If he intended to scam everyone from the start it's not too difficult to explain his actions. Up until that analysis of the disassembly, I was willing to believe he just mismanaged the project, but I don't think that's a particularly likely scenario now.
If you raise $80k+ with a scam, presumably you want to keep the money. And the only way to do that is to cash out and flee the country... or convince people that you tried, failed, and spent it all, and then hope that most people aren't going to pursue things any further. To that end, dragging "development" on as long as possible is very useful: more backers lose interest and write off their investment, and the ones that stick are placated with increasingly less frequent updates. Eventually you want to stop selling preorders too, because people who've recently given you money will have a much easier time issuing chargebacks.
The fact that so many people still believe that the game wasn't a scam shows that this strategy would work.
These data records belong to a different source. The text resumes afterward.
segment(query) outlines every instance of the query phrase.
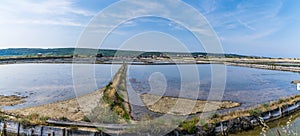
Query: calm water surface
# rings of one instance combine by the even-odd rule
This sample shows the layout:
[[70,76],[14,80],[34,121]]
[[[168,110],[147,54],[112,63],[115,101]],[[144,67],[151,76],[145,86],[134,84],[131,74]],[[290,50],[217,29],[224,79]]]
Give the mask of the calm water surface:
[[[213,64],[218,65],[218,64]],[[147,110],[137,97],[143,93],[165,96],[181,96],[206,100],[211,87],[210,64],[196,65],[200,81],[182,80],[180,71],[188,71],[193,65],[132,65],[128,68],[128,91],[131,96],[133,116],[141,115]],[[300,79],[300,74],[293,72],[272,71],[247,67],[227,66],[226,87],[223,100],[241,103],[241,107],[277,100],[300,92],[291,81]],[[182,90],[181,85],[188,86]],[[197,96],[195,96],[197,95]],[[147,113],[148,114],[148,113]]]
[[[80,64],[79,66],[90,65]],[[198,73],[188,73],[191,66],[181,65],[180,69],[185,71],[185,74],[197,74],[199,82],[193,78],[182,81],[179,67],[176,65],[130,65],[127,72],[127,87],[130,101],[133,102],[132,115],[137,117],[144,113],[151,113],[141,107],[141,101],[136,97],[143,93],[179,96],[183,91],[185,97],[207,99],[211,86],[212,65],[199,64],[196,65]],[[88,76],[87,71],[80,71],[82,73],[79,72],[79,75],[82,76],[77,79],[86,81],[84,84],[80,84],[86,87],[82,87],[84,89],[77,93],[82,95],[105,86],[114,76],[116,67],[119,65],[112,67],[111,65],[95,65],[93,77]],[[25,103],[5,107],[7,109],[41,105],[76,96],[72,64],[0,65],[0,71],[1,95],[27,96]],[[290,83],[292,80],[300,79],[298,73],[237,66],[226,66],[226,73],[223,100],[240,102],[242,107],[299,94],[296,85]],[[97,88],[90,87],[95,81]],[[185,88],[186,90],[180,89],[183,84],[188,86]],[[196,97],[195,94],[197,94]],[[299,122],[298,120],[296,123]]]
[[[92,64],[77,64],[78,67],[91,67]],[[79,71],[77,81],[83,89],[82,95],[105,86],[116,72],[119,65],[95,65],[95,74]],[[0,94],[26,96],[26,102],[6,109],[36,106],[76,97],[74,92],[72,64],[13,64],[0,65]],[[90,83],[89,83],[90,82]],[[95,83],[96,82],[96,83]],[[95,86],[97,87],[95,88]]]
In terms of effort, it is much, much easier to rig some screenshots and videos, write some forum posts, and release a broken map editor than it is to actually build a working game. Besides insulating you from legal action and chargebacks, it's also less harmful to your reputation: if you make it obvious that you've scammed everyone out of their money, you're going to have dozens of gaming websites writing articles with your name posted front and center calling you a scammer.
Consider everything we've seen of TWS. Do the more recent updates look like the result of 2+ years of steady development?